Saskatoon s'évanouit. Je suis maintenant à Lanigan, à crever d'attendre sous le soleil de la plaine. Je tente de jouer au poète, de me remémorer Rimbaud, les poings dans ses poches crevées, avec son paletot qui devenait Idéal. Je cherche ma Muse en vain. Je suis devenu le féal du Vide. Tout est vain.

Faire du pouce et méditer, c'est pareil. Tu as tout ton temps pour te questionner. Et tu es obligé de sourire, quoi qu'il advienne, si tu ne veux pas crever sur le bord de la route comme une bête puante écrapoutie.

Et puis Winyard, Elfros, Foam Lake.

Une Indienne m'embarque. Elle est avec deux autres Indiens et elle descend à Yorkton pour magasiner: acheter du pot, de l'acide ou quelques trucs du genre. L'Indien, sur la banquette arrière, ne me parle que de drogues, laquelle est la meilleure, son meilleur trip d'acide, comment fabriquer une pipe à eau, un shilom ou whatever. Et puis voilà Yorkton.

Yorkton. Un avocat de l'aide juridique. Il me fait penser à Robespierre, par son attitude froide et austère. Il roule vers Saltcoats.

-Do you think Quebec wants to separate? qu'il me dit en sortant de son mutisme.

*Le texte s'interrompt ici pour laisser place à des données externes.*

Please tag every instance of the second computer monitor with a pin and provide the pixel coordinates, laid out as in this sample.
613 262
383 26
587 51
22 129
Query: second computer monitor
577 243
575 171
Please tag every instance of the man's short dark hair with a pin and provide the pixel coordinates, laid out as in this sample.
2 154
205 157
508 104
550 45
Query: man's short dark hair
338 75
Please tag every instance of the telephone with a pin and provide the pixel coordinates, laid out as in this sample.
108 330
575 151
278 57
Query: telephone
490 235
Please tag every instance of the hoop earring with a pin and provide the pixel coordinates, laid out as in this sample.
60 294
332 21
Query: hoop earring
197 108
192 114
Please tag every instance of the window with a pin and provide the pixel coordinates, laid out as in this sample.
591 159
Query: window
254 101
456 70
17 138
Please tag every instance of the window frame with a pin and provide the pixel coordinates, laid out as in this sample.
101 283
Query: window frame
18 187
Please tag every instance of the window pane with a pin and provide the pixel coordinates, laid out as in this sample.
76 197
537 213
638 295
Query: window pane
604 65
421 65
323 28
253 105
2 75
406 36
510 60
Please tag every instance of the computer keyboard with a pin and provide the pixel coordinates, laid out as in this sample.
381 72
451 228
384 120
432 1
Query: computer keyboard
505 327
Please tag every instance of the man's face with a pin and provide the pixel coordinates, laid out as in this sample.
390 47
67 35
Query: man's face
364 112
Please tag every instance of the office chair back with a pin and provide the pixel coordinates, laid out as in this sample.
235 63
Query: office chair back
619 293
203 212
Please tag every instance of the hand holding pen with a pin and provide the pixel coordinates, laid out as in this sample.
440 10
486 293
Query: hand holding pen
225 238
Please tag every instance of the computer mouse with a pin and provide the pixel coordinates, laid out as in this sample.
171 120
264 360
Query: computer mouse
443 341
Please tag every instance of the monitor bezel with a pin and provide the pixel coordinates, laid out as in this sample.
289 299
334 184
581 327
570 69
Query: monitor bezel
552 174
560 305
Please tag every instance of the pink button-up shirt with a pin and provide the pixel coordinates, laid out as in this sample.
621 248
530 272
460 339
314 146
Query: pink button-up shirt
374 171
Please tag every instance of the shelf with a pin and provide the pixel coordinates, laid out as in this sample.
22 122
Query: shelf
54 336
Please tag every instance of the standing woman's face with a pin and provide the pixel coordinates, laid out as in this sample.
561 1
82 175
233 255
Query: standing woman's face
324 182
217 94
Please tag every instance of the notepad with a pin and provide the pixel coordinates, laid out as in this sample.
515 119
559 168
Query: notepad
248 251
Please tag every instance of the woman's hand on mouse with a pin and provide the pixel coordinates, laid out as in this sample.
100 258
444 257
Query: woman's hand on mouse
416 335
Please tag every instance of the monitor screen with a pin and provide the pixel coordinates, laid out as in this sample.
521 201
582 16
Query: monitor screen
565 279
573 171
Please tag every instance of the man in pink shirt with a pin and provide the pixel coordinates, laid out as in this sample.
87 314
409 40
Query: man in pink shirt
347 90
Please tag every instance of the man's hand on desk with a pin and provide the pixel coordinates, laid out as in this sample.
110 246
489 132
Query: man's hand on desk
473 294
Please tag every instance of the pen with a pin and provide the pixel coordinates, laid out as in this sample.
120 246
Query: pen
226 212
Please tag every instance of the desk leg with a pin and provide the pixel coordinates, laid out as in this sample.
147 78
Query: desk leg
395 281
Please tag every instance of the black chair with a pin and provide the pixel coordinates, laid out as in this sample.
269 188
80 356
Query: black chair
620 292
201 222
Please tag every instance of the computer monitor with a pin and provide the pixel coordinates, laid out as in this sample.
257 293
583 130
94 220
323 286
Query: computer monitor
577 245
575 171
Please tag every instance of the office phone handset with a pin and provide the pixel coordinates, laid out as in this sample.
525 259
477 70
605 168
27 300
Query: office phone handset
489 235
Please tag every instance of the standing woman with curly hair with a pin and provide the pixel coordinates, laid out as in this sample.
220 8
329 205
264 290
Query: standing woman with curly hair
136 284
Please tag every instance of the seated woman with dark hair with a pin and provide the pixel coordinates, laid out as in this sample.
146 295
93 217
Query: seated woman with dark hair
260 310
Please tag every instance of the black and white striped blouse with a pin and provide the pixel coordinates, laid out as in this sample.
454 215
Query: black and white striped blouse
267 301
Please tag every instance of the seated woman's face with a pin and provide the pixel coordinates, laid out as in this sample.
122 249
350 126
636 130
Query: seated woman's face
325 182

Je suis un citoyen du monde, buddy. Je ne suis pas un politicien.

-I'm not an ant in an anthill, que je lui réponds, sans mesurer la portée ou l'effet, simplement.

Roule mon gars. Et débarque-moi à Saltcoats. Je ne suis qu'une cigale avec des airs d'harmonica en tête. Qu'ai-je à voir avec la constitution d'une fourmilière? Je suis tout nu dans la rue et je fais du pouce au milieu de nulle part...

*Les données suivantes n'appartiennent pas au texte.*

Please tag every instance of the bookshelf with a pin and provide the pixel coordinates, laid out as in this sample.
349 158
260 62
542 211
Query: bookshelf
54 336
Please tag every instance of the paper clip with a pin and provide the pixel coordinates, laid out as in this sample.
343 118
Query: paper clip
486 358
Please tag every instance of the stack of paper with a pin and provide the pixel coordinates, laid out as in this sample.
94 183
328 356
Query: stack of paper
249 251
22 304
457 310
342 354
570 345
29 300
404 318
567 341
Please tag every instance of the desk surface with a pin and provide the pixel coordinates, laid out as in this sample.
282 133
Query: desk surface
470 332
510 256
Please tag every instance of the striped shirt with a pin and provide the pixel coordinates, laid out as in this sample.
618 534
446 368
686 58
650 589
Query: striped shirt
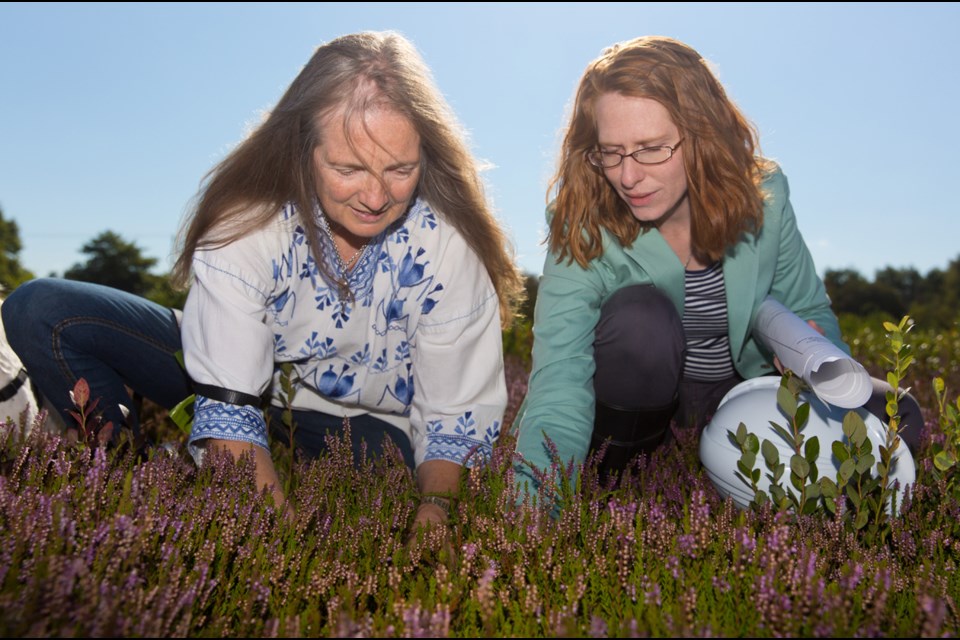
705 325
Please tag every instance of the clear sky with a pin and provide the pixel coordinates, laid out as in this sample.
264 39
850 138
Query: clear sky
110 114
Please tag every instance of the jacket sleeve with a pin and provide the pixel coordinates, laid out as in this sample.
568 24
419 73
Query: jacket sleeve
559 406
795 281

Robespierre se tait. Ma réponse ne l'intéresse pas. Il s'en veut d'avoir embarqué un pouilleux. Il me débarque sans me saluer. Je le salue quand même. J'ai beau être pauvre que je sais vivre.

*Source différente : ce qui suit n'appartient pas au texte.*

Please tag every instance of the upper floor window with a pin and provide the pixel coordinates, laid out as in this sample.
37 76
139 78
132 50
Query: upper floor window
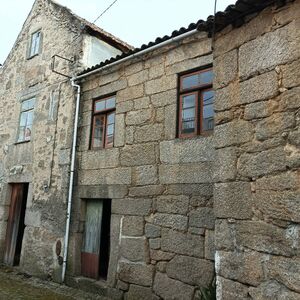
26 120
35 43
196 114
103 126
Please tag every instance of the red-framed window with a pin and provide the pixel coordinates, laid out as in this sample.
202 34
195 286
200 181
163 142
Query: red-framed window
103 123
196 97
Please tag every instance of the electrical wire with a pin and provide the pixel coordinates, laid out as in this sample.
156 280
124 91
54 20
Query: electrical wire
105 11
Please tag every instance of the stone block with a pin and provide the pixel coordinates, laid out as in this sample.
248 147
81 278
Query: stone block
130 93
229 134
132 206
244 267
227 97
32 218
258 110
233 200
289 74
119 138
148 133
224 235
231 289
170 119
284 270
170 220
138 117
264 237
99 159
259 88
161 84
144 175
105 176
135 249
133 226
193 271
182 243
280 182
185 173
164 98
272 290
172 204
209 246
205 190
148 190
277 123
202 217
262 163
138 78
224 166
124 107
154 243
269 50
159 255
186 151
225 68
140 274
168 288
137 292
152 231
136 155
282 205
141 103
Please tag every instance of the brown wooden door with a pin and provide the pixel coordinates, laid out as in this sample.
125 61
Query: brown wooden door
91 239
13 222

Saltcoats. Le lac magnifique. Le soleil qui colore l'automne.

Je passerais bien du temps ici. Mais il faut continuer. Sur la route, on écrit pas un roman. On tend le pouce, jusqu'au bout et plus loin encore.

Un preacher m'embarque. Il y a plein de messages évangéliques dans sa bagnole.

-Are you a Christian? qu'il me demande tout de go, son dentier parfaitement ajusté à son sourire de vendeur d'assurances.

Et je mens comme un prêtre: yes I am. Un autre masque dans ma carrière de caméléon. Pourquoi le décevoir? Pourquoi lui dire, tout simplement, non?

Je suis chrétien jusqu'à Gladstone, au Manitoba. Mes oreilles saignent tellement le pasteur m'a bourré de niaiseries sur les anges et tout le reste.

La route m'appelait encore. La route et la poussière des prairies. L'attente, longue et pénible, à me remémorer les vies de Jim Morrison, Diogène de Sinope, Louis Riel et Sitting Bull...

Une Volkswagen rouge s'arrête devant mes pensées. Je ramasse mes affaires et embarque aux côtés du chauffeur.

-You wanna go to Winnipeg? qu'il me demande.

-Yeah. Are you going by that way? que je lui réponds.

-Tu parles français? qu'il ajoute.

-Oui... Ah ben j'ai mon voyage! que je réponds en reconnaissant l'accent du Québec.

-Moé c'est Gaston, toé? que me dit le bonhomme dans la quarantaine, qui ressemblait au célèbre barbier Ménik, le barbier des Canadiens de Montréal.

-Guétan. Moé c'est Guétan.

-J'm'en va's à Winnipeg. T'aimes-tu le hockey?

-Oui, que je réponds pour mieux lui mentir.

-Mon frère est juge de ligne pour la LNH.

-Ah ouais?

Il me dit son nom. Je fais semblant de le connaître. En fait ça ne me dit rien du tout. Mais je suis sûr que s'il est comme son frère, c'est sûrement un chic type.


WINNIPEG

Winnipeg... Enfin, Winnipeg...

Une chambre d'hôtel. Le lendemain, quelques airs d'harmonica sur le trottoir. Trente-huit dollars et quarante-trois sous en poche. Mon salaire est revu à la baisse. J'ai à peine de quoi me payer une chambre. Pour la bouffe, je fais la file devant les tablées populaires. Je mets mon orgueil de côté, un temps.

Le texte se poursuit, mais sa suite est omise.